Modern TVs have dimming features that can adjust backlight power in specific parts of the screen, sometimes even at the individual pixel level.

We wanted to see whether adapting BBC content could make use of these features and reduce energy consumption.

https://www.bbc.co.uk/rd/blog/2023-08-sustainability-energy-saving-radio-tv-led-graphics

#sustainability #television #technology #tech #broadcasting #LED #OLED #FALD

Introducing the energy saving concept of Lower Carbon Graphics

Developing and implementing a new idea which we believe has already saved energy in homes across the UK.

BBC R&D
@BBCRD This is honestly a really good idea and a lens that not many people approach building for the web with. Websites and apps have a carbon footprint and you can mitigate some of it with this kind of thinking. Also the idea of web optimization and how fast your site is factors into how wasteful your site might be.
@jbwharris @BBCRD they also should drop all the JS and not display videos in the browser (AVI/MP4 download then local mplayer does that in about 5% of the CPU cost).
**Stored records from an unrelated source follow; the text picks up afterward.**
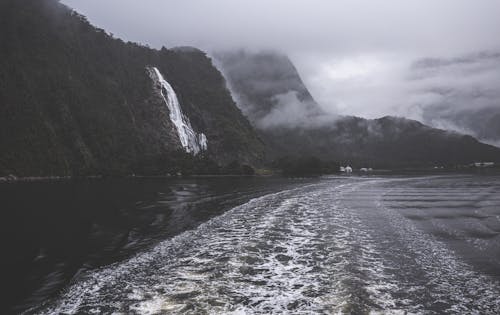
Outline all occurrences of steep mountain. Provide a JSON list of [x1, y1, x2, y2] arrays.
[[214, 50, 324, 128], [214, 52, 500, 167], [0, 0, 263, 176]]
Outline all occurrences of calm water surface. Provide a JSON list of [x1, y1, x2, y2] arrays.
[[2, 175, 500, 314]]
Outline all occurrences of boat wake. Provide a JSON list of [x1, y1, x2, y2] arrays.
[[30, 178, 500, 314]]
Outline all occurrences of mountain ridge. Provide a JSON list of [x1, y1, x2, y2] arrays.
[[215, 52, 500, 168], [0, 0, 263, 176]]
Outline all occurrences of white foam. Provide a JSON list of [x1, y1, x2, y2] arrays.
[[32, 178, 500, 314]]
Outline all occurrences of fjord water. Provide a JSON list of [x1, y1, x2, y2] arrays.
[[5, 175, 500, 314]]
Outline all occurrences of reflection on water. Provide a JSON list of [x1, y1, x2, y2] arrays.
[[0, 177, 304, 312], [3, 176, 500, 314]]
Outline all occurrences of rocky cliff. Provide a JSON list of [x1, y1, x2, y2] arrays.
[[0, 0, 263, 176]]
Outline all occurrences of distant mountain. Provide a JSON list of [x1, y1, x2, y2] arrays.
[[407, 51, 500, 146], [0, 0, 264, 176], [215, 52, 500, 167], [214, 50, 324, 128]]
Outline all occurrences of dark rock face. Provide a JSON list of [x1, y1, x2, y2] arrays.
[[215, 52, 500, 167], [0, 0, 263, 176]]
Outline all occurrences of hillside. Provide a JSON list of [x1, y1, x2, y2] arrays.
[[215, 52, 500, 167], [0, 0, 263, 176]]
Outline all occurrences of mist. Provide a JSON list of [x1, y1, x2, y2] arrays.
[[62, 0, 500, 143]]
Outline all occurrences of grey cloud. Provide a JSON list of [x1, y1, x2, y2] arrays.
[[62, 0, 500, 144]]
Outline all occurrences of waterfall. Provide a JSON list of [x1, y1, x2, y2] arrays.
[[152, 67, 208, 155]]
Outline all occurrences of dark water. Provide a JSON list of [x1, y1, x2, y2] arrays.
[[0, 177, 310, 313], [2, 175, 500, 314]]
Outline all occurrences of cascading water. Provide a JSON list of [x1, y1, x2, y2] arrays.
[[149, 67, 208, 155]]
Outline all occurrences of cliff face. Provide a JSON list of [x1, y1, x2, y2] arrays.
[[0, 0, 263, 176], [215, 52, 500, 167]]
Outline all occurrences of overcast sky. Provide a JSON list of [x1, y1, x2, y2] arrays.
[[63, 0, 500, 139]]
And drop antifeatures like advertising, which also costs CPU cycles and bandwidth.
@mirabilos @jbwharris @BBCRD and also CSS transforms (a moving background image can just kill old PCs)

@roytam1 @jbwharris @BBCRD even not-so-old PCs.

And any kind of remote desktop connections get unusable if a website does that crap.

@mirabilos @jbwharris @BBCRD yeah. one-off CSS transform can be fine, but combining CSS transitions and/or CSS animations will be a performance killer.